Charles Masson dans l’ouvrage collectif "En chemin elle rencontre..." volume 1
(c) Des ronds dans l’O

Quels sont vos projets ?

Je suis à la moitié d’un livre pour Écriture chez Casterman, un petit livre de 200 pages, l’abécédaire d’un séducteur un peu minable qui négocie mal la crise de la cinquantaine. Ça va être vraiment bien, je m’y amuse énormément. Beaucoup de sexe, d’amour et un peu de drogue. Pas de politique cette fois. Ça sortira pour l’anniversaire des 10 ans de la collection en 2012, en même temps qu’une édition spéciale de Droit du Sol, une édition de luxe…

Ensuite je ferai le tome 2 des aventures de Lilou, il devrait se passer au Cambodge avec un tigre câlin, un python albinos et un gamin gardien de buffle d’eau qui va chercher son grand-père dans les temples khmers.
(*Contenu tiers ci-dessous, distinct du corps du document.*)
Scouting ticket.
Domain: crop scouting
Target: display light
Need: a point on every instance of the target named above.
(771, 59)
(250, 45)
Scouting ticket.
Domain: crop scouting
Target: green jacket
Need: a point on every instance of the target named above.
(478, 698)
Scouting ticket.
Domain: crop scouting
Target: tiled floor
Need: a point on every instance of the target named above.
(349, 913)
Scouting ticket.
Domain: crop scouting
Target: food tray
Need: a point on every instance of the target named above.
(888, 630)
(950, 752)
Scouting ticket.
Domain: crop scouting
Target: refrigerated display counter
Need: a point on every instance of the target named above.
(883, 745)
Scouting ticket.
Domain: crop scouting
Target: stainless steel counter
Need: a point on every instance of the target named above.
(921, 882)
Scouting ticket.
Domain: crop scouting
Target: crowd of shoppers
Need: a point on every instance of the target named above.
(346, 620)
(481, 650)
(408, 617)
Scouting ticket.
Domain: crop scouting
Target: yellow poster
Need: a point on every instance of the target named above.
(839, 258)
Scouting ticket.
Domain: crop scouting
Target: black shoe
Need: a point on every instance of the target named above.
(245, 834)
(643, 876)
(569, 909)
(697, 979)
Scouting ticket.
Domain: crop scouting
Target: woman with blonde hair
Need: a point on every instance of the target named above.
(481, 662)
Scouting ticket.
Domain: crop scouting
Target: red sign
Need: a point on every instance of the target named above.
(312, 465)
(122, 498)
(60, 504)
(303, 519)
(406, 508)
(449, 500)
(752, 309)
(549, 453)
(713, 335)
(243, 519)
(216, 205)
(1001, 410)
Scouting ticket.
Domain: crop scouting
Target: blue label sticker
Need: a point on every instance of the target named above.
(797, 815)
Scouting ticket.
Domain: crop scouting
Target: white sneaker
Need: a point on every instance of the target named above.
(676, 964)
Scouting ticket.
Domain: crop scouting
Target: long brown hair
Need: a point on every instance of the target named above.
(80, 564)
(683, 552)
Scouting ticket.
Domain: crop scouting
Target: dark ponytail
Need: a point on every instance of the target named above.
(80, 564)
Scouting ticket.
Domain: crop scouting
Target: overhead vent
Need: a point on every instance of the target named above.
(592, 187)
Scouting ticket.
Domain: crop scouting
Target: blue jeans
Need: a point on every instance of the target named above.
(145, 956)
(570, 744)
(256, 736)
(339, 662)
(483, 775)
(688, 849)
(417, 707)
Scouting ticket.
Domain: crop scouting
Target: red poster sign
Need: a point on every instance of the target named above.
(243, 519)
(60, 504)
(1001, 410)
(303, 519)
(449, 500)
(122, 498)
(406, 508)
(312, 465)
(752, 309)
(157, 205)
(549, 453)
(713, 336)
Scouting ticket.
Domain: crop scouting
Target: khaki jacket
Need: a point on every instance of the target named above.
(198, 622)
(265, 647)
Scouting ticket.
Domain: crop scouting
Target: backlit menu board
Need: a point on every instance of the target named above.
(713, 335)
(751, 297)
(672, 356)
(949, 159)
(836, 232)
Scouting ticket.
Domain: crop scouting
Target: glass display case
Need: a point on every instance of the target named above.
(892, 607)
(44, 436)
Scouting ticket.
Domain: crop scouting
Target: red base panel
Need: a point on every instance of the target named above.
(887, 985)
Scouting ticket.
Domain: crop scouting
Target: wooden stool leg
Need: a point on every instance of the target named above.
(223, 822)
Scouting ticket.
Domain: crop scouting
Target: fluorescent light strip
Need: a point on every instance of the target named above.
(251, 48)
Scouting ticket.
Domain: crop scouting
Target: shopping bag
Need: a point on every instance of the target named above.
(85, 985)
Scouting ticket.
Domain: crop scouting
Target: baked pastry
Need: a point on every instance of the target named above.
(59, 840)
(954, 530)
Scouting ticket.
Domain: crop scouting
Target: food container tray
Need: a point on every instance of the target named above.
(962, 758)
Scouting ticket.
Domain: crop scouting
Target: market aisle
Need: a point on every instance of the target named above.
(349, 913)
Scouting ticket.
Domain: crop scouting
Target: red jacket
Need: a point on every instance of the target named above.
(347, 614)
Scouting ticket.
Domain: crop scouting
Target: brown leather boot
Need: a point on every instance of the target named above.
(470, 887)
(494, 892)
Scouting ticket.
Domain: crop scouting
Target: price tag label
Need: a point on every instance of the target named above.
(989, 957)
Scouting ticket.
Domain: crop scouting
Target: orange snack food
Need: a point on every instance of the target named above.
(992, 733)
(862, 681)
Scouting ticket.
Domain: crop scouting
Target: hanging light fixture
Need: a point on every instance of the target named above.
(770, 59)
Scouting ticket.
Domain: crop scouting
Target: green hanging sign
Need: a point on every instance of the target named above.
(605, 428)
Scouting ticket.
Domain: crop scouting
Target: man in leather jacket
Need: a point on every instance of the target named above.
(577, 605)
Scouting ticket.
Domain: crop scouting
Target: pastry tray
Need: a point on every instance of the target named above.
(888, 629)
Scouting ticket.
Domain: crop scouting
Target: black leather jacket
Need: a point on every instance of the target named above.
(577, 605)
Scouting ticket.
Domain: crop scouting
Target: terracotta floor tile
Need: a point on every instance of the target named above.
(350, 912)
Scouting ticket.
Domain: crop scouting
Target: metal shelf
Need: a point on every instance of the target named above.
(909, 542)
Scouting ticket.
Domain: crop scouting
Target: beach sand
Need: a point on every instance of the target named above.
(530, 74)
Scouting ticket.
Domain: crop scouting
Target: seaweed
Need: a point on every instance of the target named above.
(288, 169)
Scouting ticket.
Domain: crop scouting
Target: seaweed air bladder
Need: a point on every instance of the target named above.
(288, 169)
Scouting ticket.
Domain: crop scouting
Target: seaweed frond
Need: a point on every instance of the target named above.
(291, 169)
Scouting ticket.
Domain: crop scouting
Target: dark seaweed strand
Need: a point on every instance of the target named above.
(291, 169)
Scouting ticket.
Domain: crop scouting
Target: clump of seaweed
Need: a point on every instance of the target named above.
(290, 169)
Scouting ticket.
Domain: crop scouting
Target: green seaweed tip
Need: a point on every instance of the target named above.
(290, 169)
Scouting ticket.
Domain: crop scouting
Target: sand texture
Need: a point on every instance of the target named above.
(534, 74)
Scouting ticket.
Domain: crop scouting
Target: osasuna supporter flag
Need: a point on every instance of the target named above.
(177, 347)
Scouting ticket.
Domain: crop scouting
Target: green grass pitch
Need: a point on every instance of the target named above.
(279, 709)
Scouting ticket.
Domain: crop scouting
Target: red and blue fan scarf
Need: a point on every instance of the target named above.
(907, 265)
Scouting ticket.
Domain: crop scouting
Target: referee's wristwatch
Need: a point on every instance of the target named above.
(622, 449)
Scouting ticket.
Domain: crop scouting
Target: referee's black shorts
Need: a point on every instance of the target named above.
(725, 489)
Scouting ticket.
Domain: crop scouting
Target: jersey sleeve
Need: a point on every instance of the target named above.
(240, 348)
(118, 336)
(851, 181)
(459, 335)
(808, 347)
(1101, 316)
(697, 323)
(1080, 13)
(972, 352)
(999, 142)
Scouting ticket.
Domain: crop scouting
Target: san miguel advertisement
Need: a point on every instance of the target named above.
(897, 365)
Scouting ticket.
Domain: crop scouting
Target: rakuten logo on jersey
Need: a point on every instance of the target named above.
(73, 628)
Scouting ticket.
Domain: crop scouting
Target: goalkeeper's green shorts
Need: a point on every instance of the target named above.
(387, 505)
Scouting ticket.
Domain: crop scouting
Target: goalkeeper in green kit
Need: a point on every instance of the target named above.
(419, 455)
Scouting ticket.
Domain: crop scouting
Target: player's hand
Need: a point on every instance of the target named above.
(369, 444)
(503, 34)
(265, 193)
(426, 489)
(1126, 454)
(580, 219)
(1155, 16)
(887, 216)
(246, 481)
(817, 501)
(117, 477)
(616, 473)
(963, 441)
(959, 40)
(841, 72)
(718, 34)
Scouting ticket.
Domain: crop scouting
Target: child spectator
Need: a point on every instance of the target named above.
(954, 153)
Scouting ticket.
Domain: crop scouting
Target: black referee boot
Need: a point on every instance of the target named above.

Ce sera joli, d’autant qu’il faut que je retourne au Cambodge pour me perdre dans le bouddhisme khmer.

Sinon, après 10 ans à la Réunion, je reviens vivre à Lyon, y ouvrir un cabinet. Tout ça, c’est du sérieux.

Accessoirement, il faut que je me renseigne pour traiter mon daltonisme par thérapie génique. Il semble que des scientifiques aient essayé sur des chimpanzés daltoniens (??) et ça marcherait… Je vous donnerai des nouvelles.

Ha ! Et puis surtout, je vais m’occuper d’un petit Adrien qui est né le 4 septembre de cette année. Je crois qu’il va avoir besoin de son papa pour les 20 prochaines années. Vaste programme.